I see anxiety about declining membership and financial support growing at many of our congregations. For a long time, many churches were able to cope with declining membership because the remaining members increased giving, but now this inclination to generosity is weakening or is being overwhelmed by the loss of members. For many of us, it is becoming clear that the way we “do church” – which is facility-based, professionally-led, and Sunday-morning-worship-centered is no longer viable. This is real: If one of the functions of a church is to help people grow in their relationships with God, we are not functioning very well in many church settings. This may not be new. It may be that greater membership and financial support in the past was not a reflection of functioning well – helping people grow in their relationships with God - as much as evidence of the social role churches played in our culture.

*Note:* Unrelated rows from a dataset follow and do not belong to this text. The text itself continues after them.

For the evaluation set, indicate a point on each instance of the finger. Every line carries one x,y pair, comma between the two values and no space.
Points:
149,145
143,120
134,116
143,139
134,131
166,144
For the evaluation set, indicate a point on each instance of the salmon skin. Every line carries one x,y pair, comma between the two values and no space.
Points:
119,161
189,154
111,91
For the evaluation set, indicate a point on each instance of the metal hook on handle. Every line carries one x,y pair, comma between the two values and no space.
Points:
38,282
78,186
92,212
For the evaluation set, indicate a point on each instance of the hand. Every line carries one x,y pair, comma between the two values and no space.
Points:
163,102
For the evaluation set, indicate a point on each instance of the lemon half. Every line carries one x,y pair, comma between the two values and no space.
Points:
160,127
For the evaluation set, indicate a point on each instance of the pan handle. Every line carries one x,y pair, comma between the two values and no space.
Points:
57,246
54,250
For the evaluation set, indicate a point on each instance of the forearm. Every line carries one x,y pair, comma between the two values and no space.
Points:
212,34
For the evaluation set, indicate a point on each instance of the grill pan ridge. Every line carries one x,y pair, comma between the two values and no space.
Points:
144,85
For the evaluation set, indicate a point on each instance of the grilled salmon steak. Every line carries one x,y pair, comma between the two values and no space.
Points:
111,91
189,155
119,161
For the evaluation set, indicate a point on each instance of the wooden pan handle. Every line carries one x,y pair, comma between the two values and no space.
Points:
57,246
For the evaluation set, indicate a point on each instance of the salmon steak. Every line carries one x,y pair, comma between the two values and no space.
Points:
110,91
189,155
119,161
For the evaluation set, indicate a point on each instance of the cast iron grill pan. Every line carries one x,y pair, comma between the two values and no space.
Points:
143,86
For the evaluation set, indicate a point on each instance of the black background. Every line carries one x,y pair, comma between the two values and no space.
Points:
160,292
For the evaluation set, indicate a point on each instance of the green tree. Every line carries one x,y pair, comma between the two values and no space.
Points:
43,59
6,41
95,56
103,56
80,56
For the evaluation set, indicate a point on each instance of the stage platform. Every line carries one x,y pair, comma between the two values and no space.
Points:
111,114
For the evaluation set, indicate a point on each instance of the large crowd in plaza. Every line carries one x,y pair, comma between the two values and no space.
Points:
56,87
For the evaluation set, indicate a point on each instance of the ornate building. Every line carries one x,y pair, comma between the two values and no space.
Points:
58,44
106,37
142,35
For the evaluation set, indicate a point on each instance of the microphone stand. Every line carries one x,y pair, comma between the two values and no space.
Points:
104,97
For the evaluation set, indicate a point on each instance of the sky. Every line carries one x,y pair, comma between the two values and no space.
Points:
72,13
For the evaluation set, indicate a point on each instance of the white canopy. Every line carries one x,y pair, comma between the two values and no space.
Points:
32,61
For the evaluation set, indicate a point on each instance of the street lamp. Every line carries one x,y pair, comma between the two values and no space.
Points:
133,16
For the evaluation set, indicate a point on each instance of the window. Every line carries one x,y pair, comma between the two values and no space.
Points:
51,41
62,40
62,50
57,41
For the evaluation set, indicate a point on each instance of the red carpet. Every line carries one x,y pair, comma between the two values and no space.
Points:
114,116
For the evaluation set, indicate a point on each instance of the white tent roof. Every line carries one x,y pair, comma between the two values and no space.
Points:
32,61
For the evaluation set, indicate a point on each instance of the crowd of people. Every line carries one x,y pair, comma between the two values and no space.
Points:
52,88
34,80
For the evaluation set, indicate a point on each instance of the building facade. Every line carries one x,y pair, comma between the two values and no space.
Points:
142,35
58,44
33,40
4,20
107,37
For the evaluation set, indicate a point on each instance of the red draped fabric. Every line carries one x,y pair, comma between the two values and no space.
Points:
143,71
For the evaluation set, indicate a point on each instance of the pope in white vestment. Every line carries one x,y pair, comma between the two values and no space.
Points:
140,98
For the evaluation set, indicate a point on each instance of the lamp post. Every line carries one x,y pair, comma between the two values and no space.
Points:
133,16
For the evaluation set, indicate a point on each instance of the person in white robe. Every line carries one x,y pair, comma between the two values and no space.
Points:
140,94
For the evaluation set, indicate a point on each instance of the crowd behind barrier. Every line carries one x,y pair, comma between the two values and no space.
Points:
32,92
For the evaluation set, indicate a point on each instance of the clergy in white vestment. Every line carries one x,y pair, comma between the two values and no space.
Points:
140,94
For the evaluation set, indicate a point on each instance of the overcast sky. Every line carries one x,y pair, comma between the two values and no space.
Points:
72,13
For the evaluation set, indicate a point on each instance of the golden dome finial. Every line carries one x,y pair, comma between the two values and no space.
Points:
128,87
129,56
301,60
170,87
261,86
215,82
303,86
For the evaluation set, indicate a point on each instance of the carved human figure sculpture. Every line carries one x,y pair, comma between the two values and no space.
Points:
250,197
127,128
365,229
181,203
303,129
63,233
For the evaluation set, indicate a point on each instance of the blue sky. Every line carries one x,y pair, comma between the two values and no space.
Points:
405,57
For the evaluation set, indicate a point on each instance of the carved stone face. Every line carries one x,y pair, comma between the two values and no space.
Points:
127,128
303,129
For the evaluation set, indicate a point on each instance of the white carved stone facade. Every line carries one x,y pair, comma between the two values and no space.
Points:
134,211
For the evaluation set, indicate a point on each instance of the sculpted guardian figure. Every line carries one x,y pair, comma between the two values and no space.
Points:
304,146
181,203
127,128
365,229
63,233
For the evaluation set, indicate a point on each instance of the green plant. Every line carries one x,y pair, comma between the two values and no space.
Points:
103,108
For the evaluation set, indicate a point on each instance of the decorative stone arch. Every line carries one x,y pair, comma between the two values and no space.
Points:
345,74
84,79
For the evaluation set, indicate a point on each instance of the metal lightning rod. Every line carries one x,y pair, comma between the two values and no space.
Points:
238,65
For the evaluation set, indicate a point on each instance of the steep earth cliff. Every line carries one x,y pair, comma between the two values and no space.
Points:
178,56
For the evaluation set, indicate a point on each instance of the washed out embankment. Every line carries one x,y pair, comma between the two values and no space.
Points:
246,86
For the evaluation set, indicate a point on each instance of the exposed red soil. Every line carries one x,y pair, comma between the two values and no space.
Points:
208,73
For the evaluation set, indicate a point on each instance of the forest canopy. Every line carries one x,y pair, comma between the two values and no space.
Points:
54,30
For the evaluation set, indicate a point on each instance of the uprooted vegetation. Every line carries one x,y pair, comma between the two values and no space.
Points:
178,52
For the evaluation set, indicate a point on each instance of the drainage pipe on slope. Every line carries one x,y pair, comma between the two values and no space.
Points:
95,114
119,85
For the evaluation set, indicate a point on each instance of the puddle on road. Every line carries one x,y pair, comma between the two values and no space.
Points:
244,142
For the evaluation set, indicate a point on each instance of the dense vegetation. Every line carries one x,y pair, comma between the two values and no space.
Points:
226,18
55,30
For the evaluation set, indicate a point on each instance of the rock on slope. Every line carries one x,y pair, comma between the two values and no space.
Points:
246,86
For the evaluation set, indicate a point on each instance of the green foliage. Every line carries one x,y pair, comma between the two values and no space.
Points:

When I started on the Conference staff in 2002, I imagined that our way of doing church was sustainable. In fact, I could imagine that the adoption of best practices, leadership development, and other initiatives could lead to renewed growth. This has not come to pass. This has been discouraging at times.
I’m ready to move on. If our way of doing church is not effective, we should stop trying to prop it up and let old approaches die so that new approaches can live. The most recent most catastrophic event in the history of our planet was the meteor strike that almost extinguished all life on the planet. Almost. It ended the age of dinosaurs and started the age of mammals. And friends, we are mammals. We might not be here at all if it were not for the catastrophe.
I don’t know what churches are going to look like in the future. I do know that in the midst of an occupation by a repressive foreign power, where religious authorities were collaborators, where the economic system was unjust and income inequality extreme, where women and many others were harshly discriminated against, in the midst of all this, Jesus preached that the kingdom of God is at hand. Do we not perceive it?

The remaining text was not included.